Я выглянула в окно. На садовой скамейке в кустах шиповника, подобрав ноги, уютно устроилась Тоня. Она пела с большим чувством, глядя на облака, раскинувши руки по спинке скамейки, не замечая ничего вокруг. Прямые светлые пряди выбились из-под круглой гребенки, падали ей на глаза, рябенькие носочки скрутились в гармошку, но было понятно, что в эту минуту она кажется себе другой — очаровательной, женственной, совсем как дама, из-за которой вешался Лухманов. Вот тут-то наконец мне и стало грустно. Чуть не до слез грустно. К счастью, в комнату вошел Прокофьев.
— Ну как? — спросил он тихо.
— Ничего. Только дрожит все время.
— Это пройдет. Шок. Ты, Коля, успокойся…
— Я боюсь… — пробормотал под одеялом Лухманов.
— Нервы, все нервы, — приговаривал Прокофьев, капая в стакан валерьянку, — импульсивные поступки тоже нервы. Непонятно, чего можно бояться?
— Может, потому я и сижу целый месяц на даче, — глухо говорил под одеялом Лухманов. — Я боюсь…
— Говорят, что любви не надо бояться, а несчастной тем более. Говорят, что она обогащает, — резонерствовал Прокофьев. — Вертер был мальчишка, ну и гробанулся. А тебе, по-моему, двадцать шесть…
Разговор завязывался не очень деликатный.
— Коля, верно, хочет побыть в одиночестве, — сказала я.
— Ты и уходи, а он тут уснет в два счета.
В саду меня остановила Тоня. Ей было необходимо поделиться своими мыслями.
— Конечно, он поступил неправильно. Самоубийца — дезертир. Так и надо будет ему сказать. Потом, когда отойдет. А как вы думаете, — она умоляюще посмотрела на меня, — он пел ей, этой снежной королеве?
Терпение мое кончилось.
— Каждый раз, — грубо сказала я. — При каждом свидании. Надевал черную крылатку, брал гитару и пел: «Тебя я, вольный сын эфира, возьму в надзвездные края…»
— Сын эфира? А вы все слова помните? Продиктуйте, я запишу…
На другой день кончился срок моей путевки, я вернулась на работу, а дня через два приехали и Лухманов с Прокофьевым.
В издательстве было неспокойно в эти дни.
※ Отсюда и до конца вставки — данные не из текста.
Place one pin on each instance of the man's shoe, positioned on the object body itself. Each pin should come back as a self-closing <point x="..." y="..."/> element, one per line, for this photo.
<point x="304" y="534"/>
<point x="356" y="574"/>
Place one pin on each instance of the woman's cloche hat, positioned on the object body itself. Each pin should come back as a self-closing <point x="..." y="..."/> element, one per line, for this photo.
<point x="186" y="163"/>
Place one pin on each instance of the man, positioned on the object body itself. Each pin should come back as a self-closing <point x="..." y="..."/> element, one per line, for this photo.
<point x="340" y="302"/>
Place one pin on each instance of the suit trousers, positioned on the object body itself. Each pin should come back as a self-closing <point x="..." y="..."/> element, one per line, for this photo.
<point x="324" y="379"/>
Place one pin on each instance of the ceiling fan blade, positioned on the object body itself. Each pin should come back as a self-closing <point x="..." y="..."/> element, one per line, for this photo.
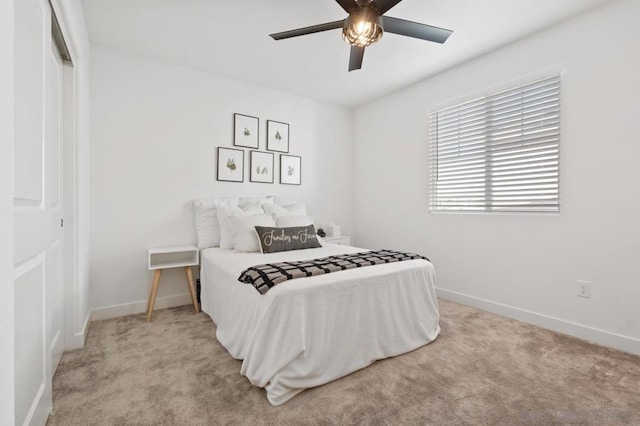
<point x="382" y="6"/>
<point x="348" y="5"/>
<point x="355" y="58"/>
<point x="415" y="30"/>
<point x="308" y="30"/>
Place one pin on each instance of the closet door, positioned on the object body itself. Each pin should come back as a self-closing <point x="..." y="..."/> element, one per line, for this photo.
<point x="38" y="246"/>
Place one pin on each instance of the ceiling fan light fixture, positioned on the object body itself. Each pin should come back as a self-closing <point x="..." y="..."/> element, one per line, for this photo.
<point x="362" y="28"/>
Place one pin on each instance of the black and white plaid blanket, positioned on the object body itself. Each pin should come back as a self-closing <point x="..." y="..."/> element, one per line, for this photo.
<point x="264" y="277"/>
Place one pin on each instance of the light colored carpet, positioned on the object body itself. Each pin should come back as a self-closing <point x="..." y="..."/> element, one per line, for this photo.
<point x="483" y="370"/>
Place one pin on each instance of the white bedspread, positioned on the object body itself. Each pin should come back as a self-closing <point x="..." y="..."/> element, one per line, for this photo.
<point x="307" y="332"/>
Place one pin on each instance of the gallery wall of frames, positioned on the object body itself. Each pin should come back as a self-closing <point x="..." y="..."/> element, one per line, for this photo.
<point x="262" y="165"/>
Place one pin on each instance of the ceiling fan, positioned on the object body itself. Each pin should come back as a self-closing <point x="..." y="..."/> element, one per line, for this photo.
<point x="365" y="24"/>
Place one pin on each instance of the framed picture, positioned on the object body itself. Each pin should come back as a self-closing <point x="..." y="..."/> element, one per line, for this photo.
<point x="245" y="131"/>
<point x="230" y="164"/>
<point x="277" y="136"/>
<point x="261" y="166"/>
<point x="290" y="169"/>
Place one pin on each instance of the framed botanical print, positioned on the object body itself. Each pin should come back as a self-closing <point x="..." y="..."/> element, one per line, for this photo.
<point x="290" y="169"/>
<point x="261" y="166"/>
<point x="245" y="131"/>
<point x="230" y="164"/>
<point x="277" y="136"/>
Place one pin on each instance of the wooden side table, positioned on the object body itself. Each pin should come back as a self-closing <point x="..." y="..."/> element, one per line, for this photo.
<point x="172" y="257"/>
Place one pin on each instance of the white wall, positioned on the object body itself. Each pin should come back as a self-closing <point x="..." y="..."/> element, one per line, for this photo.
<point x="155" y="129"/>
<point x="526" y="266"/>
<point x="7" y="334"/>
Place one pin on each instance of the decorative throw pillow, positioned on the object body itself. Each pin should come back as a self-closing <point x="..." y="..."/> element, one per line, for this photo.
<point x="243" y="231"/>
<point x="245" y="201"/>
<point x="276" y="211"/>
<point x="226" y="235"/>
<point x="207" y="224"/>
<point x="284" y="239"/>
<point x="288" y="221"/>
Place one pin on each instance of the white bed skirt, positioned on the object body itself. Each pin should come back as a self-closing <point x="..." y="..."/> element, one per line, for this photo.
<point x="308" y="332"/>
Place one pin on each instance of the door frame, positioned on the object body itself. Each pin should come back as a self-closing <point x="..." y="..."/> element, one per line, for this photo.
<point x="7" y="354"/>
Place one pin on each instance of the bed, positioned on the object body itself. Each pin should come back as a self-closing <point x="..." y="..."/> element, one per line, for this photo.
<point x="309" y="331"/>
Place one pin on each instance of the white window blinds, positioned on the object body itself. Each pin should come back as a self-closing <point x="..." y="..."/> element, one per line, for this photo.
<point x="499" y="153"/>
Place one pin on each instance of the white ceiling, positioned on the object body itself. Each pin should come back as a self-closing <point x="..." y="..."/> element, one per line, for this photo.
<point x="230" y="38"/>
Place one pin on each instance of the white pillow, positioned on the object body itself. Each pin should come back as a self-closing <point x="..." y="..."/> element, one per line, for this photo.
<point x="244" y="201"/>
<point x="276" y="211"/>
<point x="226" y="235"/>
<point x="243" y="230"/>
<point x="288" y="221"/>
<point x="207" y="225"/>
<point x="284" y="202"/>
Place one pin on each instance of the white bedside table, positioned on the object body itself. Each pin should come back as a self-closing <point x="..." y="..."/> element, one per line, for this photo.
<point x="172" y="257"/>
<point x="343" y="240"/>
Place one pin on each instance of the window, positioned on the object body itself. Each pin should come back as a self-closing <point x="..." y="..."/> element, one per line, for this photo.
<point x="498" y="153"/>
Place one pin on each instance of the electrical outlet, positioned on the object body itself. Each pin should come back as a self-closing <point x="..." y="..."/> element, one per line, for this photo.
<point x="584" y="288"/>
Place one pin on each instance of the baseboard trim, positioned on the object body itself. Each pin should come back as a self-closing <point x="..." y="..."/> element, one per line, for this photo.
<point x="595" y="335"/>
<point x="139" y="307"/>
<point x="78" y="339"/>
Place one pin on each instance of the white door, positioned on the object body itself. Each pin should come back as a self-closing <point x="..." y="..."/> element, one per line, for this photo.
<point x="55" y="266"/>
<point x="37" y="207"/>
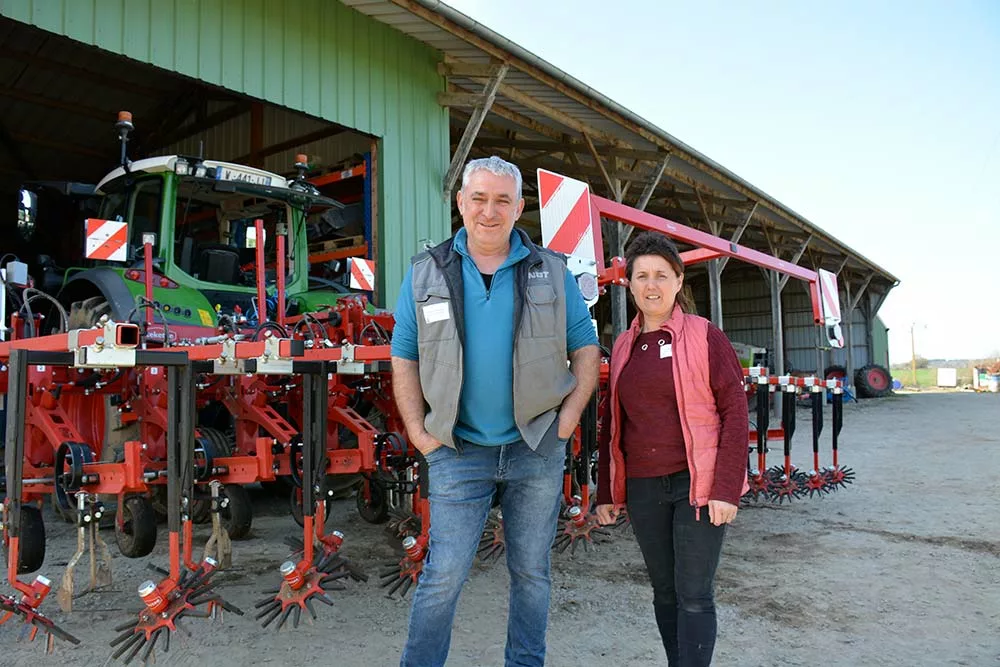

Уже месяца полтора работала комиссия по чистке аппарата. В коридорах и кабинетах сотрудники собирались кучками, шепотом передавали слухи и сплетни, работали вяло, бестолково. Только секретарь издательства не поддавался общей панике. На всех этажах мелькала его тощая фигура в вышитой косоворотке, подпоясанной шнуром ниже талии, над всеми столами склонялась узкая голова с треугольной бородкой. Лухманов составлял издательские планы, воевал с халтурщиками малоформистами, вырывал гонорары из сейфов главбуха Миллера, вел кружок начинающих драматургов. «Глушит тоску работой», — таинственно шептал мне на ухо Прокофьев.
Комиссия по чистке состояла из двух наборщиков, редактора профсоюзной газеты, Тони Лыневой и некоего Смекалова из Хлеботорга. Он-то и ворочал всеми делами: проверял анкеты, запрашивал загсы и прочие учреждения, вызывал сотрудников для доверительных бесед. Лысый, круглоголовый, в сапогах и синем полувоенном костюме, он постоянно скалил редкие острые зубы и чувствовал себя неотразимо обаятельным. В те времена мне еще не приходилось встречать людей более убежденно-невежественных, более уверенных, что справятся с любой работой, раз их на эту работу назначили. Сомнения никогда не мучили его, и в этом он видел особую доблесть. Все опасались его тупости, а он принимал этот страх за выражение почтительности и еще больше утверждался в самодовольстве.
Лица, казавшиеся комиссии сомнительными, должны были проверяться публично, на общих собраниях. Первое собрание шло в издательском саду, где помещалась наша столовая. Народу собралось много, сидели и на садовых скамейках, составленных рядами перед небольшим помостом, и за столиками. Можно было подумать, что нас ожидает эстрадное представление.